(CNN) -- President Obama said that police in Cambridge,
Massachusetts, "acted stupidly" in arresting a prominent black Harvard
professor last week after a confrontation at the man's home.
"I don't know, not having been there and not seeing all the facts,
what role race played," Obama said Wednesday night while taking
questions after a White House news conference.
Cambridge authorities dropped disorderly conduct charges against Henry Louis Gates Jr. on Tuesday.
Obama defended Gates on Wednesday night, while admitting that he may be "a little biased," because Gates is a friend.
"But I think it's fair to say, No. 1, any of us would be pretty angry;
No. 2, that the Cambridge police acted stupidly in arresting somebody
when there was already proof that they were in their own home; and, No.
3 ... that there's a long history in this country of African-Americans
and Latinos being stopped by law enforcement disproportionately."
The incident, Obama said, shows "how race remains a factor in this society." Watch the president address the incident »
Gates told CNN on Wednesday that although charges had been dropped, he will keep the issue alive.
"This is not about me; this is about the vulnerability of black men in America," Gates told CNN's Soledad O'Brien.

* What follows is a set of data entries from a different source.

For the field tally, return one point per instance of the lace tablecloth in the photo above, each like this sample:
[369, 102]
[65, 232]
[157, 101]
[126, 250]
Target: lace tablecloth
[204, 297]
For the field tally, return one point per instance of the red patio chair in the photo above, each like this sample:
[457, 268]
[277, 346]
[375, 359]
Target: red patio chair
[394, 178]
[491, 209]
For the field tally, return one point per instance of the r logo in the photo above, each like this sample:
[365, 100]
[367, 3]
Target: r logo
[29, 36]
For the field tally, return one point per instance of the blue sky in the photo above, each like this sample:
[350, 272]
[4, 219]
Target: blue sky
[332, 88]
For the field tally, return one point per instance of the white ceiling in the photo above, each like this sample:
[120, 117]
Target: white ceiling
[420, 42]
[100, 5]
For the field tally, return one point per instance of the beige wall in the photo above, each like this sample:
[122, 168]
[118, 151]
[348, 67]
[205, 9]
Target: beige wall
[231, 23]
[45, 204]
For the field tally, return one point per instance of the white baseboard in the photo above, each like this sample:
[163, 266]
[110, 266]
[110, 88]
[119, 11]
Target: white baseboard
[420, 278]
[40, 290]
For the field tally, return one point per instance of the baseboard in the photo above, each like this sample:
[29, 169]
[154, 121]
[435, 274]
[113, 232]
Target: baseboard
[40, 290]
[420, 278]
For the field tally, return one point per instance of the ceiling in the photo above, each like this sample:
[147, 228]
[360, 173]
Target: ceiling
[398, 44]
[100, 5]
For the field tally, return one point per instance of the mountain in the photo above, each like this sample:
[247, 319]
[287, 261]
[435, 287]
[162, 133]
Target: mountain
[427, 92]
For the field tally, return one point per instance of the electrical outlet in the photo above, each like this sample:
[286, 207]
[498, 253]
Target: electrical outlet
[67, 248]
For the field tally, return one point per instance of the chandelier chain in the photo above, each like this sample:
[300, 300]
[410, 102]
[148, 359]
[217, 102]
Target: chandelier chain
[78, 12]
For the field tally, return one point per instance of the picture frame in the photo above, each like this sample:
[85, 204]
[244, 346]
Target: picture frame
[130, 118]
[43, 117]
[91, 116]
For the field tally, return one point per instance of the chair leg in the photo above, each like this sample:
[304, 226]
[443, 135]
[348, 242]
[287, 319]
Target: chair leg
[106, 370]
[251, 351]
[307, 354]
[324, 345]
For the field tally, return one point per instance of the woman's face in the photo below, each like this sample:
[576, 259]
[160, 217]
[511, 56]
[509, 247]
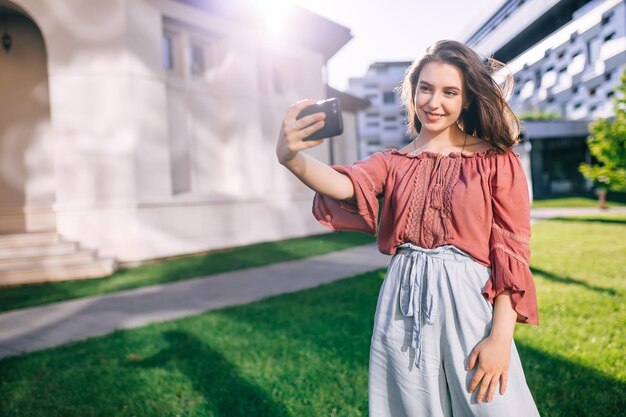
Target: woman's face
[439, 96]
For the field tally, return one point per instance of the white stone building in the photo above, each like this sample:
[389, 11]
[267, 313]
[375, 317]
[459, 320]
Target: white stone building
[144, 129]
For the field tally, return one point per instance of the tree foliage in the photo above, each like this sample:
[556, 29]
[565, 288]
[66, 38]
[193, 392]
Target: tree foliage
[607, 143]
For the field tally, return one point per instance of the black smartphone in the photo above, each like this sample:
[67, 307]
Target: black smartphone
[333, 123]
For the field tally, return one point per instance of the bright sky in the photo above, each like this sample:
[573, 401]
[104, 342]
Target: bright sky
[395, 30]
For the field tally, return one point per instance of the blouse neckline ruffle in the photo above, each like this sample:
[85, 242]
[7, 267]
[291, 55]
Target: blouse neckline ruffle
[431, 154]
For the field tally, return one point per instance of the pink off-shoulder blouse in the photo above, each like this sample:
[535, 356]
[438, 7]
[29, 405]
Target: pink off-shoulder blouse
[477, 202]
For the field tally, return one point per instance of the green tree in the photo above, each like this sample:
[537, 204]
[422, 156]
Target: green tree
[607, 143]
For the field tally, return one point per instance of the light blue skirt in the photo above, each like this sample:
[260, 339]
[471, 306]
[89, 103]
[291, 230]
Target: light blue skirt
[430, 315]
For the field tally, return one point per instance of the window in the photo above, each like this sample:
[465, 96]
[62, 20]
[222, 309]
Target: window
[609, 37]
[167, 46]
[198, 64]
[592, 50]
[389, 97]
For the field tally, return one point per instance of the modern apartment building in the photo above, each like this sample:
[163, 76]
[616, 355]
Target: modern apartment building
[143, 129]
[383, 125]
[567, 57]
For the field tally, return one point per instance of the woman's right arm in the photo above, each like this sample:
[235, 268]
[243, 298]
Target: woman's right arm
[313, 173]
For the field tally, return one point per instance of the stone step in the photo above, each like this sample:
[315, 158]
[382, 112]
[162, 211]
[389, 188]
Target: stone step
[61, 248]
[15, 240]
[70, 271]
[47, 261]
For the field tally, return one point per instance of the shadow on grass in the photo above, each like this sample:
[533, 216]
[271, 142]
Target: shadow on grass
[567, 280]
[590, 220]
[211, 375]
[562, 388]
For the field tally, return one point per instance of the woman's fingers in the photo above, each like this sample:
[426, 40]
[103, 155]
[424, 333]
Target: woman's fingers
[478, 376]
[493, 385]
[484, 385]
[471, 361]
[503, 380]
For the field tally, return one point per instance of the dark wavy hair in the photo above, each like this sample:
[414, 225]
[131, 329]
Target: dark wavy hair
[489, 116]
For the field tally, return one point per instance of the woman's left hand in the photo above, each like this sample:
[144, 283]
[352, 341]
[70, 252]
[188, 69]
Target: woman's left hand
[493, 357]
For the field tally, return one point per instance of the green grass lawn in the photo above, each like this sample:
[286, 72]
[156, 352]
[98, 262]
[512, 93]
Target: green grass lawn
[588, 200]
[210, 263]
[306, 354]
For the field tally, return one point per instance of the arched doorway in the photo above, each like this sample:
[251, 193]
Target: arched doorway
[26, 162]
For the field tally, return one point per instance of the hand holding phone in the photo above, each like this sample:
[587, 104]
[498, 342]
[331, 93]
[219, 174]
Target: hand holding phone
[333, 123]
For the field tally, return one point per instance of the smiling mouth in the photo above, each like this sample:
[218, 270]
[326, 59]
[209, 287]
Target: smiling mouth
[433, 115]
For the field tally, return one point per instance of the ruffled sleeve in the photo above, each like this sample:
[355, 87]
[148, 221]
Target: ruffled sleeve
[509, 243]
[361, 213]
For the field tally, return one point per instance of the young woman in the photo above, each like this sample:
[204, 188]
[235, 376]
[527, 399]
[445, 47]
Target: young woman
[456, 218]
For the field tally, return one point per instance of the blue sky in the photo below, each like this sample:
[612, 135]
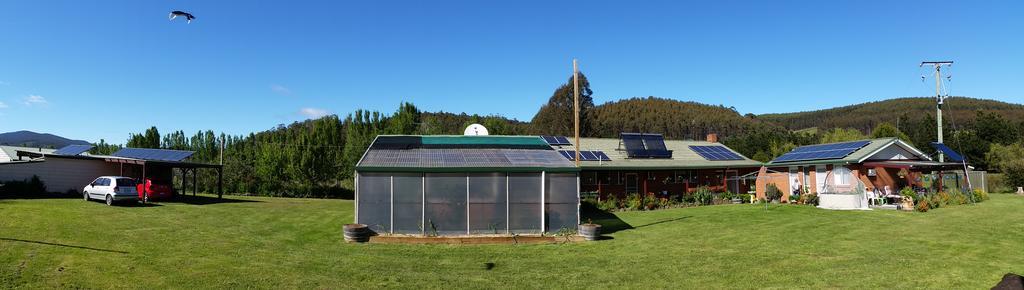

Have race relations improved since Obama's election?
Gates said he'd be prepared to forgive the arresting officer "if he told the truth" about what the director of Harvard's W.E.B. Du Bois Institute for African and African American Research said were "fabrications" in the police report.
The officer, Sgt. James Crowley, told CNN affiliate WCVB earlier Wednesday that he will not apologize.
"There are not many certainties in life, but it is for certain that Sgt. Crowley will not be apologizing," he said.
Gates said the mayor of Cambridge, Massachusetts, called him to apologize about the incident, in which he was arrested and charged with disorderly conduct.
CNN could not confirm Wednesday night that an apology was made.
Cambridge Mayor E. Denise Simmons did not respond to requests by CNN
for comment.
Crowley wrote in the Cambridge police report that
Gates refused to step outside to speak with him, the police report
said, and when Crowley told Gates that he was investigating a possible
break-in, Gates opened the front door and exclaimed, "Why, because I'm
a black man in America?" the report said.
The report said Gates
initially refused to show the officer identification, but eventually
produced a Harvard identification card, prompting Crowley to radio for
Harvard University Police.
"While I was led to believe that
Gates was lawfully in the residence, I was quite surprised and confused
with the behavior he exhibited toward me," Crowley said, according to
the report.
Gates
was arrested for "loud and tumultuous behavior in a public space" and
was released from police custody after spending four hours at the
police station.
He said Wednesday that he and his lawyers were considering further actions, not excluding a lawsuit.
Gates said that although the ordeal had upset him, "I would do the same thing exactly again."
Earlier this week, a prosecutor dropped the charge against Gates and
the city's police department recommended that the matter not be pursued.